The cartoon shows just how colourful Hong Kong and southern Chinese idioms are. These include four-character idioms (成语 chengyu) such as “for the elephant to fly across the river” (飛象過河 fei jeuhng gwo hoh – to do something unexpected or break the rules), and everyday slang like to stir-fry squid (炒魷魚 chaau yau yu) for to get fired.

There are also a few two-part allegorical sayings (歇后语 xiehouyu). For example, in 盲公食湯丸 (maahng gung sihk tong yun) the first part illustrates a vivid image, in this case a blind person eating sweet glutinous rice dumplings. The second and often unstated part drives the message home: 心中有数 (sam zung jau sou), “to keep count or to know the score”.

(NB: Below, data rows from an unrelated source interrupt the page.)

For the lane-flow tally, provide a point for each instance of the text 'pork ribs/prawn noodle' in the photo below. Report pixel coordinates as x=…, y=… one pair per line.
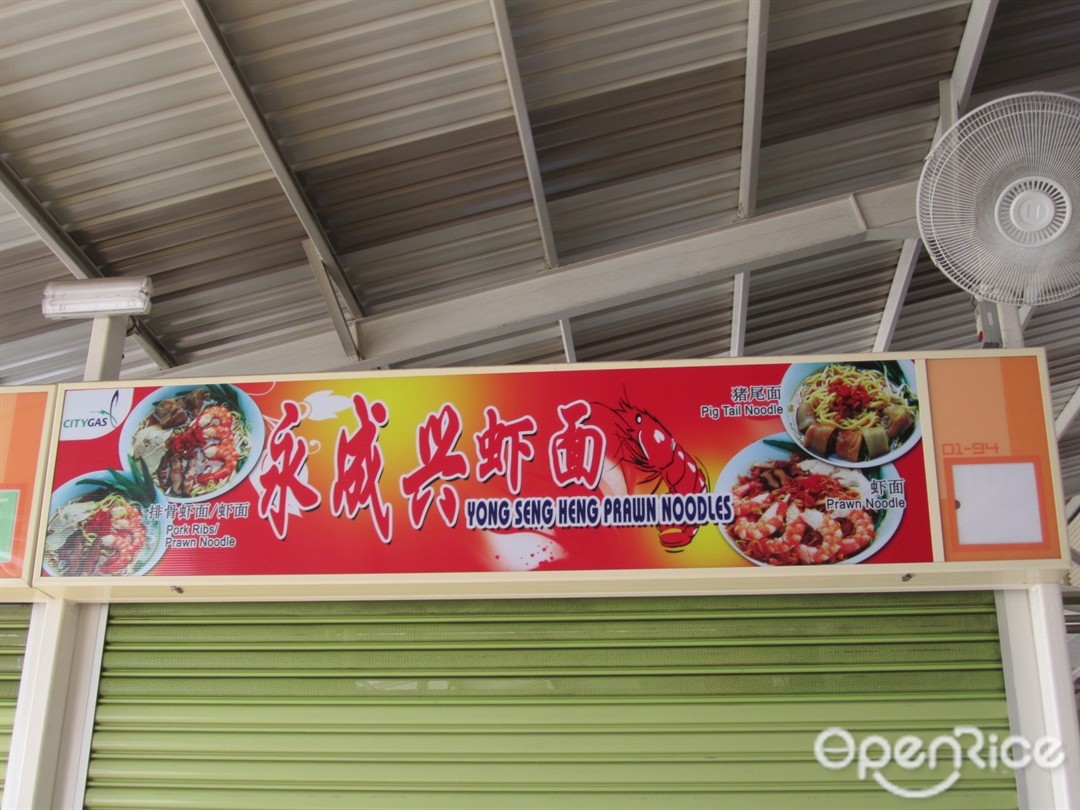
x=193, y=443
x=786, y=513
x=855, y=413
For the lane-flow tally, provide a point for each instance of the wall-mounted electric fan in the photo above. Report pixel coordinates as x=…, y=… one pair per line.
x=998, y=200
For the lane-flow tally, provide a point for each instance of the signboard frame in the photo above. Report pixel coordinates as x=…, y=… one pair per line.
x=16, y=575
x=937, y=575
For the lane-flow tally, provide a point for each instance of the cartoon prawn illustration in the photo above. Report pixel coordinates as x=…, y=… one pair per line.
x=642, y=442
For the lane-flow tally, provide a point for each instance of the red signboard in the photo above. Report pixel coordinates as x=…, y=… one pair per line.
x=807, y=464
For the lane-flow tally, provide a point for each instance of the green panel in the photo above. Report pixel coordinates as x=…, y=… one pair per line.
x=14, y=623
x=682, y=702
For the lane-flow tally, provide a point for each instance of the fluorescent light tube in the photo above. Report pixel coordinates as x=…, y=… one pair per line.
x=96, y=298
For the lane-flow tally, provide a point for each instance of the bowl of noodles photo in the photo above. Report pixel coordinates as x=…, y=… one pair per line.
x=105, y=524
x=853, y=415
x=198, y=442
x=793, y=509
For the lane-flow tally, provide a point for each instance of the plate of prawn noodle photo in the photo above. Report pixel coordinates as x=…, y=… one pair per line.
x=198, y=442
x=99, y=525
x=854, y=415
x=794, y=509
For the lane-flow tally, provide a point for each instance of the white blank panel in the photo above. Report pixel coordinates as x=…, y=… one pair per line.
x=997, y=503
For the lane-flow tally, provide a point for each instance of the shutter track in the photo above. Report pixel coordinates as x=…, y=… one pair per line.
x=14, y=624
x=621, y=703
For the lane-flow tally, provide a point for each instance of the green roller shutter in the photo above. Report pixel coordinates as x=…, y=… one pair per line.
x=665, y=703
x=14, y=623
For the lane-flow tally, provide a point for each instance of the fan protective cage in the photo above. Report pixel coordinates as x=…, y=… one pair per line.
x=997, y=200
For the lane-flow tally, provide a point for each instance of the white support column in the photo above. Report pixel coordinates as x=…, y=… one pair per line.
x=106, y=351
x=1012, y=326
x=54, y=714
x=1039, y=688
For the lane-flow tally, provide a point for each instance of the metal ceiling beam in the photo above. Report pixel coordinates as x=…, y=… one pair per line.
x=524, y=130
x=898, y=292
x=706, y=257
x=326, y=288
x=1068, y=415
x=757, y=45
x=71, y=255
x=268, y=144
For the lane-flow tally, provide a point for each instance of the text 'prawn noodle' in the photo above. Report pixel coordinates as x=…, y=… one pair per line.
x=817, y=393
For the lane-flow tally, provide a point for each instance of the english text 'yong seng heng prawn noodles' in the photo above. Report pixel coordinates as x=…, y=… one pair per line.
x=193, y=444
x=853, y=412
x=801, y=511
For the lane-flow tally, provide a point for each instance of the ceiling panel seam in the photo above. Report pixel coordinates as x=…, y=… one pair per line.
x=757, y=48
x=524, y=130
x=226, y=65
x=606, y=282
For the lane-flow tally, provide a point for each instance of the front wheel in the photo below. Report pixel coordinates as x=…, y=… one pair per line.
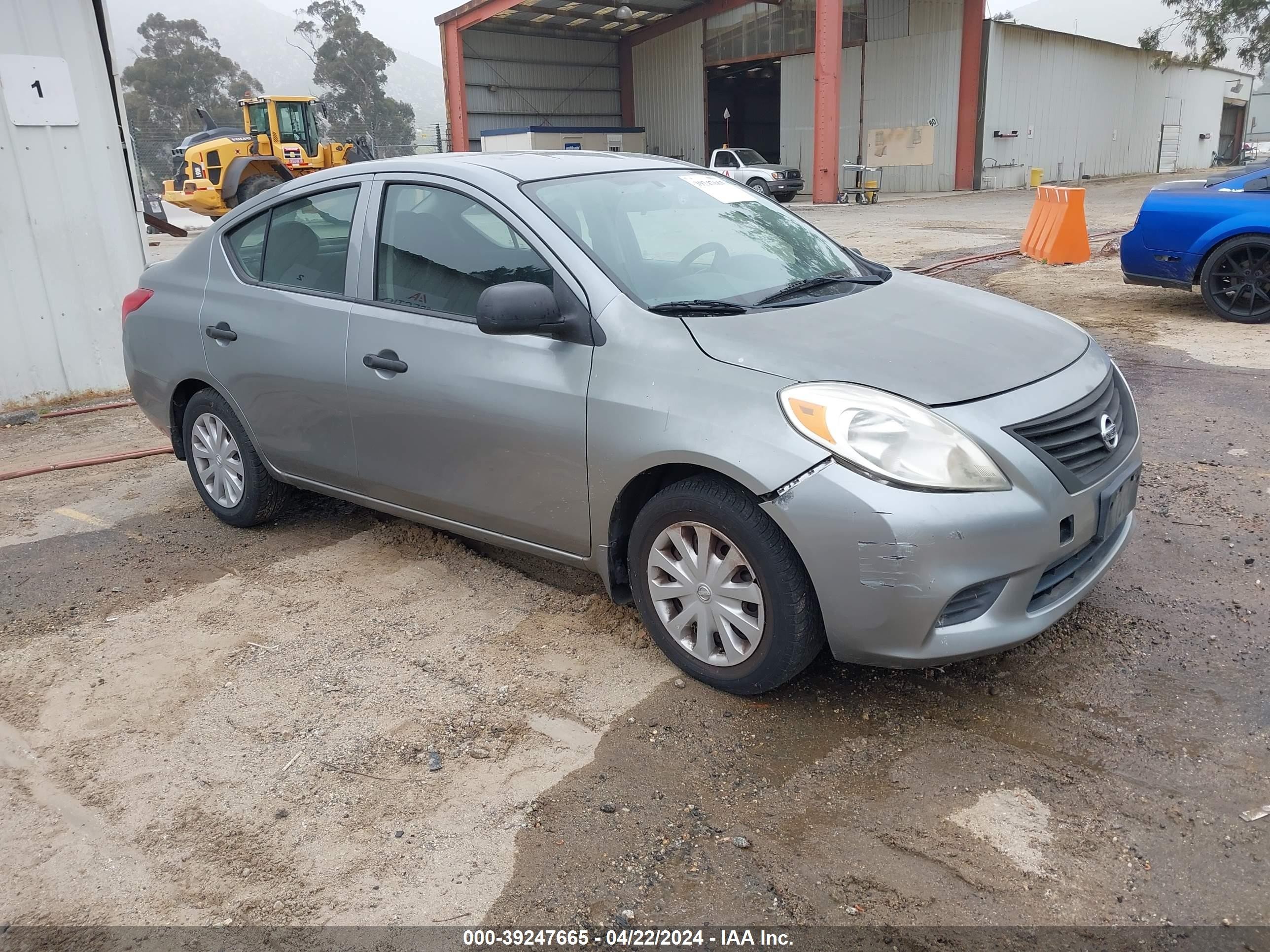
x=1236, y=280
x=722, y=589
x=226, y=470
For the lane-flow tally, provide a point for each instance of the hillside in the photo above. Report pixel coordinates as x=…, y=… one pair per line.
x=263, y=42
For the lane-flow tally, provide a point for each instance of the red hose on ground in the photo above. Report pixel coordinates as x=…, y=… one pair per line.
x=78, y=410
x=78, y=464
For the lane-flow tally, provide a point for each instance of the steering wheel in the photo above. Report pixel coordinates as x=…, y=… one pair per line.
x=720, y=256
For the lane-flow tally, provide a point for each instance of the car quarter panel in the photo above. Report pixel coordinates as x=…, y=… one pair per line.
x=283, y=375
x=885, y=560
x=162, y=343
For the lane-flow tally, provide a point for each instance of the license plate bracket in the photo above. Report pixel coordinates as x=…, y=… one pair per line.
x=1117, y=502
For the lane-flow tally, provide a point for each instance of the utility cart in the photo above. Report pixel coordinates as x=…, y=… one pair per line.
x=865, y=188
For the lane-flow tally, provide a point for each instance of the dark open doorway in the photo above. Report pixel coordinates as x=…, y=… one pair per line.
x=751, y=94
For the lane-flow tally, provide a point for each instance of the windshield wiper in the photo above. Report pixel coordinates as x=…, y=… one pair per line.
x=698, y=306
x=807, y=285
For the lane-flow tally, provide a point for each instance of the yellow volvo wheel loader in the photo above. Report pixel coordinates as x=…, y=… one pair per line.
x=223, y=167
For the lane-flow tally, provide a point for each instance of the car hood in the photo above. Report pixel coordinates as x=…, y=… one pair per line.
x=921, y=338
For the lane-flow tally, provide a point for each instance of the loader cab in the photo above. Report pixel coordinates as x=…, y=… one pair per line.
x=290, y=125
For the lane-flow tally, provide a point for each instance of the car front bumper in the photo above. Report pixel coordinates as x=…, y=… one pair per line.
x=885, y=561
x=784, y=186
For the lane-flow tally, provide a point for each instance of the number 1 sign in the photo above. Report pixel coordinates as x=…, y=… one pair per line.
x=37, y=91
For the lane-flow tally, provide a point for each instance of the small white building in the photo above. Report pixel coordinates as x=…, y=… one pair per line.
x=1075, y=106
x=70, y=237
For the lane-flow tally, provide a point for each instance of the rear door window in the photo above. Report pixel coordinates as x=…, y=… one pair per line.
x=301, y=244
x=308, y=241
x=247, y=245
x=439, y=250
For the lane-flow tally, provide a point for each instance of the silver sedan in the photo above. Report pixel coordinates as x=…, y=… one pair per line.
x=632, y=365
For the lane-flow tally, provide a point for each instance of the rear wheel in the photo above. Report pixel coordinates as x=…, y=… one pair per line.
x=226, y=470
x=722, y=589
x=1236, y=280
x=253, y=186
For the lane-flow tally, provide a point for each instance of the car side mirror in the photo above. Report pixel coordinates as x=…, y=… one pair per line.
x=517, y=307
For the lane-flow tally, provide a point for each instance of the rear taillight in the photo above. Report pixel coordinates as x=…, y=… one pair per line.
x=135, y=299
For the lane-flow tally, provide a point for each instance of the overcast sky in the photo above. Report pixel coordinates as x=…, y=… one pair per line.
x=408, y=25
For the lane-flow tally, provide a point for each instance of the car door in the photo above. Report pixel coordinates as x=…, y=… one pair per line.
x=275, y=324
x=484, y=431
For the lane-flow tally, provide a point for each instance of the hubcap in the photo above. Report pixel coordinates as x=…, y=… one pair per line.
x=705, y=593
x=217, y=460
x=1240, y=281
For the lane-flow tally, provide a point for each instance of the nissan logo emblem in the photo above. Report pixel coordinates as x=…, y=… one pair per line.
x=1109, y=431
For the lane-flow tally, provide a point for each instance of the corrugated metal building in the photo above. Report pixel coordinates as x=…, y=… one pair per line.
x=70, y=238
x=1076, y=106
x=929, y=89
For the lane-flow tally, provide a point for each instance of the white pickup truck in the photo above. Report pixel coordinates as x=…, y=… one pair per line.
x=750, y=168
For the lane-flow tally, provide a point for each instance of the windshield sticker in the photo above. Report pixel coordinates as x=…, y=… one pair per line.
x=720, y=190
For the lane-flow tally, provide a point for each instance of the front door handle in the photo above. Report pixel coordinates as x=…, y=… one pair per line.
x=385, y=361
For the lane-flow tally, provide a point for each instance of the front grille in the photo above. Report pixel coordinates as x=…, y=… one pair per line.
x=1070, y=573
x=1070, y=442
x=969, y=603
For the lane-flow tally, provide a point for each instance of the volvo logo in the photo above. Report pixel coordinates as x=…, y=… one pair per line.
x=1109, y=432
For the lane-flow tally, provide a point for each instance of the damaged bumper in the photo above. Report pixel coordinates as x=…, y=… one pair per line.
x=910, y=579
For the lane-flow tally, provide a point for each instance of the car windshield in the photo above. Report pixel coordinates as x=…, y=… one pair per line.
x=673, y=235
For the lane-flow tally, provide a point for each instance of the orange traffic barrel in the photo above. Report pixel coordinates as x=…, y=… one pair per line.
x=1056, y=232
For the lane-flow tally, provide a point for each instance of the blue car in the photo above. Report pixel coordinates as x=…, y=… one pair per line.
x=1213, y=233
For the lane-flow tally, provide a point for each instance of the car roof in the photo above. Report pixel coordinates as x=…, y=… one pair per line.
x=487, y=169
x=523, y=167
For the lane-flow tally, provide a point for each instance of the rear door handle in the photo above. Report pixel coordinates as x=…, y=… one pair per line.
x=385, y=361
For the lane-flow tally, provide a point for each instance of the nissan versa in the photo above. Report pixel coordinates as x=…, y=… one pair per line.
x=632, y=365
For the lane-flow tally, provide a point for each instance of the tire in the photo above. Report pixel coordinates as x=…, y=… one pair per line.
x=259, y=497
x=1235, y=280
x=786, y=629
x=253, y=186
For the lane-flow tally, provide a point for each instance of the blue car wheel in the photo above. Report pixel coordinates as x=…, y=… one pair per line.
x=1236, y=280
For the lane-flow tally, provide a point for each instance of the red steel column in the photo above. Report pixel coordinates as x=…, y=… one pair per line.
x=457, y=94
x=627, y=80
x=828, y=96
x=968, y=92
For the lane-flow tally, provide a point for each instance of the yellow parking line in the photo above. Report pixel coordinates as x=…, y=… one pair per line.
x=83, y=517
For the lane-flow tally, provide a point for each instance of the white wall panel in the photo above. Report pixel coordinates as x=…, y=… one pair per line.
x=887, y=19
x=670, y=93
x=909, y=82
x=537, y=82
x=1089, y=102
x=70, y=240
x=798, y=100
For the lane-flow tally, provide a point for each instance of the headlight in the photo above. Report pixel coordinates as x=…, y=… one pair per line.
x=889, y=439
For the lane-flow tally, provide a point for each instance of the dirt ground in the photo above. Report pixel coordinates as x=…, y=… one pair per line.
x=205, y=725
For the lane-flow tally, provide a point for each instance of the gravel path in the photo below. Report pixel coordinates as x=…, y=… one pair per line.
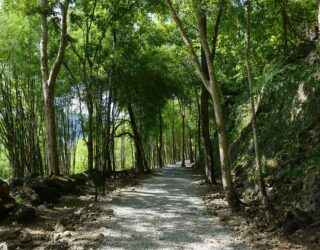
x=165, y=212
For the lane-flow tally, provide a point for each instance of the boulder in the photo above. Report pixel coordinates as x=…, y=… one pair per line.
x=45, y=192
x=309, y=201
x=295, y=219
x=4, y=189
x=62, y=185
x=79, y=179
x=30, y=195
x=59, y=227
x=15, y=183
x=25, y=214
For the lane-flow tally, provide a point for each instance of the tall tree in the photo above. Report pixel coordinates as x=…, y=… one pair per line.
x=261, y=184
x=49, y=79
x=212, y=87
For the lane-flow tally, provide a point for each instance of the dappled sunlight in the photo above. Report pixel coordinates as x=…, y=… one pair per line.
x=164, y=213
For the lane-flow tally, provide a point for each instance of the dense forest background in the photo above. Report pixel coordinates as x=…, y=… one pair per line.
x=119, y=84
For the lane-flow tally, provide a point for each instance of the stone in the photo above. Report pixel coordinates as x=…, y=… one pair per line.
x=25, y=214
x=59, y=227
x=4, y=189
x=309, y=201
x=79, y=211
x=295, y=219
x=42, y=207
x=110, y=212
x=3, y=246
x=30, y=195
x=45, y=191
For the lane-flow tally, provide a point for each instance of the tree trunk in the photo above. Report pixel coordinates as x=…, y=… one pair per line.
x=182, y=112
x=173, y=136
x=261, y=184
x=51, y=143
x=160, y=150
x=283, y=4
x=208, y=152
x=49, y=81
x=212, y=87
x=141, y=160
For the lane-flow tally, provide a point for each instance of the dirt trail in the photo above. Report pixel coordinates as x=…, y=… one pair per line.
x=165, y=212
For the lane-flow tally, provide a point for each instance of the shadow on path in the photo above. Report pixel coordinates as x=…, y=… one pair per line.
x=165, y=212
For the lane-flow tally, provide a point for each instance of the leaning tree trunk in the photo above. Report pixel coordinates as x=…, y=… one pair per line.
x=49, y=80
x=141, y=160
x=261, y=184
x=183, y=140
x=160, y=149
x=208, y=152
x=51, y=143
x=173, y=136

Other proverbs are so colloquial they are hardly ever written down, such as 煲電話粥 (bou dihn wa juk – to boil telephone congee) for when someone is talking for hours on the phone.

Due to Canton’s humble beginnings as a collection of fishing villages, it’s probably unsurprising that so many of the proverbs have to do with domestic animals, eating and life by the water. What struck me most, though, is how many ghost-related proverbs there were. I guess Cantonese culture is pretty superstitious, especially when it comes to ghosts and numerology. It’s common to say “make a ghost face” 扮鬼脸 (baan gwai lim) for “to pull a face”. And 撞鬼 (cong gwai) means to run into a ghost, used when someone is making a scene.

The comic was created to “propagate southern Chinese culture and protect Cantonese,” and thankfully, Cantonese is spoken everywhere from Sydney’s Chinatown to the public service announcements on San Francisco’ bus system. Like this column, it merely scratches the surface when it comes to illustrating the diversity of Cantonese.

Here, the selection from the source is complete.